When South Africans go to the polls on 26, 27 and 28 April they will be voting for two parliaments, one national, the other provincial. The ANC and the government decided in November that one ballot would suffice to elect both. The Freedom Alliance, joined by smaller moderate groupings such as the liberal Democratic Party, say that, in accordance with the procedure followed in countries such as the United States, individuals should cast one ballot for each parliament.

The reason Mr Ogilvie Thompson said he believed the reasons advanced by the ANC and the government were rooted in expediency was that he had heard their arguments and found them to be less than convincing. What they have said is that people would be confused by a two- ballot system, that there would be millons of spoilt votes, that the procedure would be too expensive.

What the chairman of Anglo American and many others believe is that in reality the ANC and the government, certain to come first and second in the national elections, fear that two ballots would lead to a dilution of their total vote, especially in the provincial elections. They fear that voters might hedge their bets and open the door to some of the smaller parties.

Another argument some ANC officials have been putting forward against changing the electoral arrangements is that they see no reason to keep on attempting to mollify Chief Buthelezi because, the polls having shown that Inkatha will do disastrously, they simply do not believe he has any desire to take part in the elections.

However, what no one doubts is that should this concession be made when the ANC and the government, on the one side, and the Freedom Alliance, on the other, meet today for yet another attampt to break the impasse, it will be extremely difficult for Chief Buthelezi to persevere with his rejectionist stance.

Not only will his support, which has been falling away in recent weeks, be eroded further, he will face growing pressures from within his own party, where a significant lobby exists attached to the belief that the alternative to electoral participation is political suicide.

After a meeting of the ANC leadership on Tuesday night to discuss precisely this question in advance of today's scheduled meeting, the smoke signals suggested that a change of heart was in the offing.

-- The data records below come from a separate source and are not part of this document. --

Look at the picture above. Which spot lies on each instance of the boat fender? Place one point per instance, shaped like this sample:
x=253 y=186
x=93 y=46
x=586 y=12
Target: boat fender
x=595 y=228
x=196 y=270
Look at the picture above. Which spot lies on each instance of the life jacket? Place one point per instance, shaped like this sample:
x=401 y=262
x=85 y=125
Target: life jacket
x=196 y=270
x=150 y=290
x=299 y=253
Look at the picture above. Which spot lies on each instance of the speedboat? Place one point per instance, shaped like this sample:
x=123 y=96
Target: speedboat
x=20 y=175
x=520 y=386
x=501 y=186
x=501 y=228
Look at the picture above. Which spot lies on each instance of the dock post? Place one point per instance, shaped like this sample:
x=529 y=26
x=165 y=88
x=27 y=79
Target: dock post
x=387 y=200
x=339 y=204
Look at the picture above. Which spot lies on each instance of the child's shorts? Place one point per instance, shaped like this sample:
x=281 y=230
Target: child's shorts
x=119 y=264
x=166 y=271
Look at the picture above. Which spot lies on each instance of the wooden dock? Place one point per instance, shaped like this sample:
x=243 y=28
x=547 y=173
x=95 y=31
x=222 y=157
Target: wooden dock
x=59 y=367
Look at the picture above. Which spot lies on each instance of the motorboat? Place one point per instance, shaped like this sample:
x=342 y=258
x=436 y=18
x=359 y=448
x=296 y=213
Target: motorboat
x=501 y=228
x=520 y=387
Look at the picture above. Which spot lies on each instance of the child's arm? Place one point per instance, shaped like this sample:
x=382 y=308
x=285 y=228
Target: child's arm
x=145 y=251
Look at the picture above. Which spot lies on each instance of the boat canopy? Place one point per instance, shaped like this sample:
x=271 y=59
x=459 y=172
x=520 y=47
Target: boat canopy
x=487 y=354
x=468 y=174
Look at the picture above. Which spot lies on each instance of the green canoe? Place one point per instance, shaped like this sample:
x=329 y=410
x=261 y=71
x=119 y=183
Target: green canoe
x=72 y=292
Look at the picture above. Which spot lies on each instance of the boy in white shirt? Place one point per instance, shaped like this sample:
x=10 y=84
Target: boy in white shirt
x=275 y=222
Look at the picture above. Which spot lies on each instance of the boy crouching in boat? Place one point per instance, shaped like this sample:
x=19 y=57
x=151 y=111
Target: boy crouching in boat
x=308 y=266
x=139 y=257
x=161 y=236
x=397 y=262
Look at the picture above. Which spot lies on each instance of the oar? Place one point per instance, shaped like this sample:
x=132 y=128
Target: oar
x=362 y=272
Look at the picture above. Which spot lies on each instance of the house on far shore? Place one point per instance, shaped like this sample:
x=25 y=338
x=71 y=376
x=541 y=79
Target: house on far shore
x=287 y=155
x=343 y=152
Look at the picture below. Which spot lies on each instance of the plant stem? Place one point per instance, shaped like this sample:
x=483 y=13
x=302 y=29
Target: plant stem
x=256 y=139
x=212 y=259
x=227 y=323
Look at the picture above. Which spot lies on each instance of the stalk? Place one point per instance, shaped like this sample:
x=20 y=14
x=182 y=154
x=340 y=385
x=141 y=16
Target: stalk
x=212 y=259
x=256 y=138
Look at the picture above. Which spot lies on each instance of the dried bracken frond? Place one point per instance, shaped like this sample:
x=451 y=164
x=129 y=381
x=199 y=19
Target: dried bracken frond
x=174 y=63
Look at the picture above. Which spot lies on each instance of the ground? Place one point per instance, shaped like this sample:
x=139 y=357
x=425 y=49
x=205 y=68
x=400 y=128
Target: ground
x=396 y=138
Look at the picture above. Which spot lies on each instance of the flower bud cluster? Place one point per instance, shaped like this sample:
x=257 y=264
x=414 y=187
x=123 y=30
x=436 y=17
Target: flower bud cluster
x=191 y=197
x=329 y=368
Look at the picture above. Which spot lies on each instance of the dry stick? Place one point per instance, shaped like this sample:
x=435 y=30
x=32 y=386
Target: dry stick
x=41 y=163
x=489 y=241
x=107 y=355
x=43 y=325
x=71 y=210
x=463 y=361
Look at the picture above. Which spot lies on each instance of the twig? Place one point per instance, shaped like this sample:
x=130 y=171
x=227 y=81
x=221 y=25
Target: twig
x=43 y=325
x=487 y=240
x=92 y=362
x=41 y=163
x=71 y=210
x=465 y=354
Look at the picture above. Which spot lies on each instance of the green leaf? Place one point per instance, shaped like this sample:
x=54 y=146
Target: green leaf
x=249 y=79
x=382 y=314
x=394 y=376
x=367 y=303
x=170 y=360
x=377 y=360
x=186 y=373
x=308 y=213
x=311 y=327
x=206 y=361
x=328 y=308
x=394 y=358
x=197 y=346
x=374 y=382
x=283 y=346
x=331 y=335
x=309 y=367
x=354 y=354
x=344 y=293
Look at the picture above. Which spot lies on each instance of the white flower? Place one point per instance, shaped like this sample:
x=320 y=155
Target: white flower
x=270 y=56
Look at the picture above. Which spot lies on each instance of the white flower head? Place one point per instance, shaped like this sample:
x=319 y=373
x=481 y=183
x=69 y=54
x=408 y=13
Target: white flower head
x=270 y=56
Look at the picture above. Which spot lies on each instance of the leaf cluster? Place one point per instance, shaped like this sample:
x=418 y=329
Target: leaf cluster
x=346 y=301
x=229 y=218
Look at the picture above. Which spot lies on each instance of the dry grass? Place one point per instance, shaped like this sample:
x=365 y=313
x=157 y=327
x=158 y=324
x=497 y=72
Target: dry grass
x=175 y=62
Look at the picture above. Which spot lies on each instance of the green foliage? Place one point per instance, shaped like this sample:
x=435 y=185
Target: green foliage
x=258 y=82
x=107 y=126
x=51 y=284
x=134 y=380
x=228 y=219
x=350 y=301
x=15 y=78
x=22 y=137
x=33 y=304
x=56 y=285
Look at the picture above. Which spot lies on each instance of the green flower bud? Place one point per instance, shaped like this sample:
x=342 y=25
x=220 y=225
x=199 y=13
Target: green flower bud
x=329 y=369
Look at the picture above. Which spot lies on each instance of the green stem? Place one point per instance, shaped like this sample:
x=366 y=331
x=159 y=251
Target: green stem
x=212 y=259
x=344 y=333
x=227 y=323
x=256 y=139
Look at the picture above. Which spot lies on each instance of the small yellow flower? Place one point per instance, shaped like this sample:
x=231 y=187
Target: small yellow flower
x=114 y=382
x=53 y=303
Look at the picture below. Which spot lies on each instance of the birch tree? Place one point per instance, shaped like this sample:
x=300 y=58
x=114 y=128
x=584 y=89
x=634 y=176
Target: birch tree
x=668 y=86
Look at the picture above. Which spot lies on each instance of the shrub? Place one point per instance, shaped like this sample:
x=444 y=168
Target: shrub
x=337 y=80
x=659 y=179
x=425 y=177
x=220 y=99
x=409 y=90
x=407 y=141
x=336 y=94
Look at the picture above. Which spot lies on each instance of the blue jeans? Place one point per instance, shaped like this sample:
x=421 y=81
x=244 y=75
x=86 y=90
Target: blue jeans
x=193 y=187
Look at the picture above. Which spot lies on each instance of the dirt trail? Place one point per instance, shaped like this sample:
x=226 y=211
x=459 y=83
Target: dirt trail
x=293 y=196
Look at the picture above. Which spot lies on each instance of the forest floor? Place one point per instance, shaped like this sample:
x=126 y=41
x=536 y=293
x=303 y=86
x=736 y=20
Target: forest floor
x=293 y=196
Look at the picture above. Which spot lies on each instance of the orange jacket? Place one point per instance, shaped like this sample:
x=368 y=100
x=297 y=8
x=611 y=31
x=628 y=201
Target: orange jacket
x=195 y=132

An ANC spokeswoman, Gill Marcus, appeared yesterday to be preparing the terrain for such an announcement. 'We would ideally like a double ballot. It is not a matter of principle. If you can address the practical problems we would be prepared to support it,' she said. A government spokesman, echoing her words, said: 'Government is pragmatic on this issue and we are willing to discuss it.'

Should South Africa's big two indeed backtrack today then it will be up to Chief Buthelezi to decide whether he is ready to take the risk of shifting the political goalposts.